The online onslaught is severe and has managed to sweep our attention towards it. There are people who believe that whatever is there to know and understand can all be found on some or the other online portal. There are websites that inform as well as entertain besides selling something or the other. Even my son who is in London says, ‘I get all my news online.’
But listen, I still get four different newspapers delivered to me each morning. I cannot even think of a morning slowly merge into the afternoon without my reading the daily newspaper. A few years back some analysts had begun predicting the death of newspapers as we have seen them. Even I had started logging on to the epapers and sometimes found them rather useful because sharing snippets seemed so much easier without me having to scan an article or headline from its paper version. Snip and you’re done seemed like music to me then. But as the years rolled by, I am back to believing that unless I navigate through the pages, I will not really understand everything that is happening around me as I wish to. Paragraphs hurriedly scanned on a smartphone or a tablet cannot rise to becoming a ‘mirror of society’ so to say. The New Statesman writes in an article: ‘Theatre outlasted not only the newspaper, but also cinema and then television. Radio has flourished in the TV age; cinema, in turn, has held its own against videos and DVDs. In the first eight months of 2013, US hardback book sales rose 10 per cent while ebook sales fell. Even vinyl records have made a comeback, with sales on Amazon up 745 per cent since 2008.’
We all know that even newspapers were not always the main source for news and views… but slowly found their prime niche in a world that had depended for centuries on the oral tradition and then stone tablets and papyrus rolls. Now in the digital era, their existence is being questioned. Not that I am averse to connecting to the internet to find out if all is well with the world… but then a headline in a tweet is not as palatable as leaning over the shoulders of Specky, my wife, to read one that she has her finger on.
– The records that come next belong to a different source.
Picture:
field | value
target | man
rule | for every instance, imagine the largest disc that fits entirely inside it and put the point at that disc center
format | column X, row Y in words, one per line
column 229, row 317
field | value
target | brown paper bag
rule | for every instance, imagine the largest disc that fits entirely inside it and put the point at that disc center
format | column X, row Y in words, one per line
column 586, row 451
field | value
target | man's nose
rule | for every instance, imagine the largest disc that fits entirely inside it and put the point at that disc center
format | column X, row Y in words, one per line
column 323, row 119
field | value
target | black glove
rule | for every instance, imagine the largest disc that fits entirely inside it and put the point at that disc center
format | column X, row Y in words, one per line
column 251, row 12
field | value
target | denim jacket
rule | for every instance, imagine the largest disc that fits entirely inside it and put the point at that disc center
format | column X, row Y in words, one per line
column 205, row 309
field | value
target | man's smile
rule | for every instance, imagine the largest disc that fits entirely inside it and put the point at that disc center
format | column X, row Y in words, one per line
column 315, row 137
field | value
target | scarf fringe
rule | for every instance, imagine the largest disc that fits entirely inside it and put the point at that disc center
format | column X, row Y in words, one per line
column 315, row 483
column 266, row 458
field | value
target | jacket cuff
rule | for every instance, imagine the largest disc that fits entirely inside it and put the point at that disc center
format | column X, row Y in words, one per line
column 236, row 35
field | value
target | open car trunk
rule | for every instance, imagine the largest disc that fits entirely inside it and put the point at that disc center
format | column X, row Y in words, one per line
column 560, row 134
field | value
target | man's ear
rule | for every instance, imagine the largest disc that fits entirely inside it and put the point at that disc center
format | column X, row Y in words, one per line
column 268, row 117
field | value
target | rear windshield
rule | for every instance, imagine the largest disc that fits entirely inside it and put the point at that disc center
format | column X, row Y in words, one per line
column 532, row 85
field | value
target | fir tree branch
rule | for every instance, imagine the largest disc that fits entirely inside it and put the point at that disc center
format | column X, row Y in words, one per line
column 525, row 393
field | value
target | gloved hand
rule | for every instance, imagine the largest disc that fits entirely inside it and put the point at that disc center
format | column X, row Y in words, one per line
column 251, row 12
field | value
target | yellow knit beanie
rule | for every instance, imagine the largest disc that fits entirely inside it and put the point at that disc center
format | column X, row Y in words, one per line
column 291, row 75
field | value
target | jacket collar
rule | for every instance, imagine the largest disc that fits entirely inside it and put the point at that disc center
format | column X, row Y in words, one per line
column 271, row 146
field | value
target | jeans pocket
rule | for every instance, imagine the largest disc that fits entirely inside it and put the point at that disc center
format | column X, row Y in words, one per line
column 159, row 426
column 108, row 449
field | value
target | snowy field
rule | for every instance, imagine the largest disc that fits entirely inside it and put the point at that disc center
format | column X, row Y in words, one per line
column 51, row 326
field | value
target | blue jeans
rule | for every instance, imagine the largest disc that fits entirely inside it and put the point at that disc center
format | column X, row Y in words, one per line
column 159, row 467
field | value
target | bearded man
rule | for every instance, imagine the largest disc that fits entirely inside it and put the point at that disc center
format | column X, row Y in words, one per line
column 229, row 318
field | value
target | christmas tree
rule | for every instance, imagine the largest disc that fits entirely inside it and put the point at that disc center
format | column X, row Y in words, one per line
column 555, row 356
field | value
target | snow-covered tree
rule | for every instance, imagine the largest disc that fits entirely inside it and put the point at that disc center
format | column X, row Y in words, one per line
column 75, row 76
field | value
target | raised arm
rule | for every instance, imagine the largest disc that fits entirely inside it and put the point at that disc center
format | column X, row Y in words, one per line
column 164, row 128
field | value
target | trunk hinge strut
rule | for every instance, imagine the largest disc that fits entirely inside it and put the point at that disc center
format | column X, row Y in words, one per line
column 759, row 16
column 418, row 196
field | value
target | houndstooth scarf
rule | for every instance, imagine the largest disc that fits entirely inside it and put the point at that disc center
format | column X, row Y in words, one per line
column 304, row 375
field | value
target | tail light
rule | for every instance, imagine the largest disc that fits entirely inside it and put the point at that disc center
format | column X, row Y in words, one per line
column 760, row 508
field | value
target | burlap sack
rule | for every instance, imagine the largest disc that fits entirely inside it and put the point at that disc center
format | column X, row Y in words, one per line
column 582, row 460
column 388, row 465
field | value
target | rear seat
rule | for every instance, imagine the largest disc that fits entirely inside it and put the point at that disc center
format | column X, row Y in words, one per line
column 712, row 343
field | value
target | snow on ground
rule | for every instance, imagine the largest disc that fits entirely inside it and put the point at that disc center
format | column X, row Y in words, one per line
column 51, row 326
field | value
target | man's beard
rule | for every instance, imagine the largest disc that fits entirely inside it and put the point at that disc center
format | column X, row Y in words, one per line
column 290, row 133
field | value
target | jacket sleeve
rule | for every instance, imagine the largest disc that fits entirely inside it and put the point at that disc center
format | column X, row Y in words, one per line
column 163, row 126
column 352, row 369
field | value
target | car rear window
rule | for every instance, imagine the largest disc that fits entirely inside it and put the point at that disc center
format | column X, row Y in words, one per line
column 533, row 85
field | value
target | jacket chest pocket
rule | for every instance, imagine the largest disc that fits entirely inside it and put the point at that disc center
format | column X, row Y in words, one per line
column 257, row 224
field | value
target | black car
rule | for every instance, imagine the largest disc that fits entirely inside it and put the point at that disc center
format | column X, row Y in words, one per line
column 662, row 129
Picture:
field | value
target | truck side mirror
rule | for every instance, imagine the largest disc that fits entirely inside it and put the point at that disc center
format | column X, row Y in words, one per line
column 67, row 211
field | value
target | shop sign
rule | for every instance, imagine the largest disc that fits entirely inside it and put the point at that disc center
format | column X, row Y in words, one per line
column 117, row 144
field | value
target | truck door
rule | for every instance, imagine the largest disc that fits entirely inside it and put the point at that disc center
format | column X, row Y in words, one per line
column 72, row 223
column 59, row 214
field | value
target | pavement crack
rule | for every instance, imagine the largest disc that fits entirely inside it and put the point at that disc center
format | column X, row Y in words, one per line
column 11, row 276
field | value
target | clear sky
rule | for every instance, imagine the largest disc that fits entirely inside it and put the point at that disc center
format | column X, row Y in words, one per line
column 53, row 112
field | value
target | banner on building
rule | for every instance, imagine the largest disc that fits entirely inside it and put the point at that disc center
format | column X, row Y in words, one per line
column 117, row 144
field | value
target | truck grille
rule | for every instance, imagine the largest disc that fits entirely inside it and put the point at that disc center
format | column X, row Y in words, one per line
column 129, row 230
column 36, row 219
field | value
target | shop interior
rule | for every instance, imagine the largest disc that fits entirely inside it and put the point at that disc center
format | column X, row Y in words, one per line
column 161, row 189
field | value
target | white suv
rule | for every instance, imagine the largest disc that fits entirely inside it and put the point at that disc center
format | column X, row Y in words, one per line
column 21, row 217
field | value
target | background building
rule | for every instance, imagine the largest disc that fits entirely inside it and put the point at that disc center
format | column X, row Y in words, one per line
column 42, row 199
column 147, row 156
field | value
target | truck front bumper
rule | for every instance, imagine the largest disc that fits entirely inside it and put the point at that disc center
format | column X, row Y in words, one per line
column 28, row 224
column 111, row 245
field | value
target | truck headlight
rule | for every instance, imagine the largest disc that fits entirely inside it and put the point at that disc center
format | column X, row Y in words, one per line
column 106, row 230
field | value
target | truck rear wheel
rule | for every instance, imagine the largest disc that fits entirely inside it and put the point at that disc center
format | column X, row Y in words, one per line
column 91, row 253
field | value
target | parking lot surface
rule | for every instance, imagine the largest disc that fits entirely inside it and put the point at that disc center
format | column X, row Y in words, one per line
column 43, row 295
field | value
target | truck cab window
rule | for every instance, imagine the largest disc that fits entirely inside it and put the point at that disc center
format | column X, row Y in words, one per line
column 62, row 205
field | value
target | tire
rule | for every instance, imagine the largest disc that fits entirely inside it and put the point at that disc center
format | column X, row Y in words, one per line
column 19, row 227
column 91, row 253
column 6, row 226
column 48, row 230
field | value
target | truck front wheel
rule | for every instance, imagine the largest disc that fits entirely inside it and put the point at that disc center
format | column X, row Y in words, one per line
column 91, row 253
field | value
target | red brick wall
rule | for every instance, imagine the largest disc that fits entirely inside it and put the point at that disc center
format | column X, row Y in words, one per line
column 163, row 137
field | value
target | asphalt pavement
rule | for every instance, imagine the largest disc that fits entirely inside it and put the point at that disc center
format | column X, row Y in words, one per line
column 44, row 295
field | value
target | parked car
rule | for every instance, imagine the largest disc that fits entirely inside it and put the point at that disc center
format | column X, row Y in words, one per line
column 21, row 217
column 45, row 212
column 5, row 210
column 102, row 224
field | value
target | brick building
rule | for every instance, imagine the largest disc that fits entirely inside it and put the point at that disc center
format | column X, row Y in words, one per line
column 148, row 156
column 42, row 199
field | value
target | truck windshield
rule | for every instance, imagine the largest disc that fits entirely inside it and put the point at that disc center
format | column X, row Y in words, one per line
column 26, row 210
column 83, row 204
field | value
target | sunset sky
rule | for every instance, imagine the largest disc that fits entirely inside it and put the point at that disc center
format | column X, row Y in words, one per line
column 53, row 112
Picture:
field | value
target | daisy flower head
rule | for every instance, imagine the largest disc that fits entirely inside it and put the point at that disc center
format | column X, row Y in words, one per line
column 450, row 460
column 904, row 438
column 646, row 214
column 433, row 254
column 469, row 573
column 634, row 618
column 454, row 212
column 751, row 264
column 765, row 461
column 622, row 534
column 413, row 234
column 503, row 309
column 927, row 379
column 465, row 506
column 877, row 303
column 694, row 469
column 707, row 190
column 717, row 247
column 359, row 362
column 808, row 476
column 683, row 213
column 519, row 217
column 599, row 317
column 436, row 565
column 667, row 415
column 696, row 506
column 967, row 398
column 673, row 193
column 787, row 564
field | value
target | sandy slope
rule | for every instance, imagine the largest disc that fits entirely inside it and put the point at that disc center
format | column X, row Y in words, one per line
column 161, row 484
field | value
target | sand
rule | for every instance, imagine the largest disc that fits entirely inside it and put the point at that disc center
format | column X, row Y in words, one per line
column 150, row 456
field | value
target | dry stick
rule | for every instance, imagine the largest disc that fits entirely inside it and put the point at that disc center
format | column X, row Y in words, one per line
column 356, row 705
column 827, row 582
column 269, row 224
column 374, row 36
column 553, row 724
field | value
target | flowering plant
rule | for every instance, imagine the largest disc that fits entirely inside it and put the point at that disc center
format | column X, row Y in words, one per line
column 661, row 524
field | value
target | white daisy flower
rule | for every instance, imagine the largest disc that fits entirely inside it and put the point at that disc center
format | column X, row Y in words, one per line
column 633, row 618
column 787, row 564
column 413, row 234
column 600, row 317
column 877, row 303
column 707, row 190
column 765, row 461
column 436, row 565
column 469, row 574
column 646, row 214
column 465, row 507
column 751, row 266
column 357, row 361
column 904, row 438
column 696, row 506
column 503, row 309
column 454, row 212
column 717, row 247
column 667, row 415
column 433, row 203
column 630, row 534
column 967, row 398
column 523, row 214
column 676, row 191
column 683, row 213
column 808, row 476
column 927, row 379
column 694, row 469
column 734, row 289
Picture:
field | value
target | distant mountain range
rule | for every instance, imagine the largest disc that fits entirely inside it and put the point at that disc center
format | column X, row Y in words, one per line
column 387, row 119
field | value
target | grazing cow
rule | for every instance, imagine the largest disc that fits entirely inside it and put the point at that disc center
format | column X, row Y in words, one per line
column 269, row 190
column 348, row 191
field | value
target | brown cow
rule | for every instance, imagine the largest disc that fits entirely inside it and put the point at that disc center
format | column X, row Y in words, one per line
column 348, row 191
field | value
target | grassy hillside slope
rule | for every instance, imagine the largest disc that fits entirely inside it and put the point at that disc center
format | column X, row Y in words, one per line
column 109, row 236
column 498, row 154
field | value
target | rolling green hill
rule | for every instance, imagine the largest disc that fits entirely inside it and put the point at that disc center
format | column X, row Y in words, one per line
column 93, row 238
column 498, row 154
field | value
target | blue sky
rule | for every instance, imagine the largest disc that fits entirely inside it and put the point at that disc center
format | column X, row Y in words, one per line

Yes, I have my own set of peppy reasons for believing that newspapers are not going to fade away.
- I can stand on the balcony in bright light and watch the kids play seven stories below as I go through the latest of Virat Kohli’s exploits.
- Solving daily Sudoku and word puzzles with my wife are so full of organic joy that these games on apps can never give.
- Read news without your attention being hijacked by social media messages after every few seconds.
- I can roll the newspaper and swat an irritant bug without risking smashing an expensive gadget if I do the same with it.
- Carry a vital cutting to show to those who aren’t net, computer, and gadget friendly.
- Browse through full-page adverts and make my own notes in the white spaces as I plan my next post.
- No qualms about handing a newspaper that has been read to my neighbour who wants to read but never wants to buy one.
- In India we can even sell old newspapers in raddi and subsidize the billing for the next month.
- Keep my hot bowl of soup over it on my lap and not risk any burns.
There are hundreds of more reasons that I can think of that I use the newspaper for besides reading the news and the views in its edit pages. In fact I can even navigate through the traffic in my Tata Zica with the newspaper strategically poised to let me go through the headlines without risking a traffic cop stopping and fining me for using my smartphone while driving.
Most important, I love the invigorating smell of the bundle of daily newspapers as I carry them in… unbeatable and priceless, no doubt. Yes sir, newspapers are not going away anywhere.